Lord Moynihan wants Royal and Ancient to accept women members
Outgoing British Olympic Association chairman Lord Moynihan has called on the Royal and Ancient Golf Club to open up its membership to women.
The golf club, which is based at St Andrews in Fife, refuses to admit any female members.
In the wake of the success of British women at the Olympics, Moynihan believes this is unacceptable and wants the club to change its rules.
He told BBC Radio 5 live: "To me, the Royal and Ancient should change."
How ancient is the Royal and Ancient?
- The Royal and Ancient Golf Club of St Andrews was founded on 14 May 1754
- In 2004, its responsibilities as one of golf's governing bodies were devolved to a new group of companies, known as The R&A
The Royal and Ancient has continued to remain men-only although Augusta National, one of the most famous clubs in the United States which hosts the Masters each year, decided to accept women members for the first time in its 80-year history in August.
Moynihan added: "It is remarkable that Augusta has changed, but the Royal and Ancient is still there having not entitled and allowed complete equality of opportunity for women in this country.
"It should be an embedded characteristic of 21st century sport, especially when you see the contribution the athletes make.

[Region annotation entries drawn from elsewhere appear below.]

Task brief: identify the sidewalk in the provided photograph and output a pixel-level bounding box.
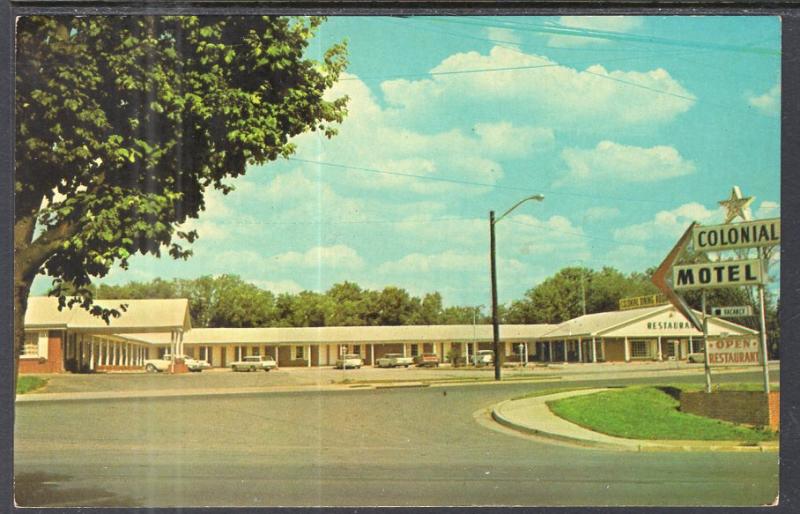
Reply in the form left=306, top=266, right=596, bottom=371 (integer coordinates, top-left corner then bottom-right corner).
left=492, top=389, right=778, bottom=452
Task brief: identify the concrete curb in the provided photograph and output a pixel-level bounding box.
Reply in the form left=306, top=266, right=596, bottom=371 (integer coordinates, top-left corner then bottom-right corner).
left=492, top=400, right=631, bottom=450
left=491, top=391, right=780, bottom=453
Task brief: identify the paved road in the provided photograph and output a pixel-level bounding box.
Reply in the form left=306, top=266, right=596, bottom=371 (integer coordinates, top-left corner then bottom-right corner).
left=15, top=374, right=778, bottom=507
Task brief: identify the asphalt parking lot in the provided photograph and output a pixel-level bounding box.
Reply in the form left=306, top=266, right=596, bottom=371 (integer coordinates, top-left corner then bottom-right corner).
left=21, top=362, right=779, bottom=396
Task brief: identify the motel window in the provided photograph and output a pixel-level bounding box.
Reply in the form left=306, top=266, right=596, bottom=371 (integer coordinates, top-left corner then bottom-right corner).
left=22, top=332, right=39, bottom=357
left=631, top=341, right=650, bottom=359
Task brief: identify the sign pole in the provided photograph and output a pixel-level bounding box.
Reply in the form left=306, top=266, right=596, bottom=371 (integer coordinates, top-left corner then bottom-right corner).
left=702, top=290, right=711, bottom=393
left=758, top=250, right=769, bottom=395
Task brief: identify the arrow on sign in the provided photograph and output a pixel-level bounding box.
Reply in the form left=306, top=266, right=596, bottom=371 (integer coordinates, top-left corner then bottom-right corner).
left=653, top=221, right=703, bottom=332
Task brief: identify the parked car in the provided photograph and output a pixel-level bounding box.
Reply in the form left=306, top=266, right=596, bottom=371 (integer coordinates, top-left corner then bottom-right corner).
left=472, top=350, right=494, bottom=366
left=144, top=353, right=211, bottom=373
left=375, top=353, right=414, bottom=368
left=336, top=353, right=364, bottom=369
left=688, top=352, right=706, bottom=362
left=414, top=353, right=439, bottom=368
left=230, top=355, right=278, bottom=371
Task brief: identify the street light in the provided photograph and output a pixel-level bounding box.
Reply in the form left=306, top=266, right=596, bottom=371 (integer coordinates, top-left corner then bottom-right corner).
left=489, top=194, right=544, bottom=380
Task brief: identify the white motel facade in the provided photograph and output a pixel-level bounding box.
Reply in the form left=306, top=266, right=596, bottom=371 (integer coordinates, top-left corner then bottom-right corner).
left=19, top=297, right=757, bottom=373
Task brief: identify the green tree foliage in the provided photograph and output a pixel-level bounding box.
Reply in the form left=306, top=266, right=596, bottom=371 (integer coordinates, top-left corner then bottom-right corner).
left=14, top=16, right=347, bottom=380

"Let's get real and let's get on with the job of providing equality of opportunity across sports, sports administration as well as sporting opportunity."
Moynihan is keen not to see the progress women's sport made during the Olympics go to waste, after Team GB's female athletes won 10 gold medals.
"This was a Games that was about 'girl power'," he said.
The Royal and Ancient was unavailable for comment.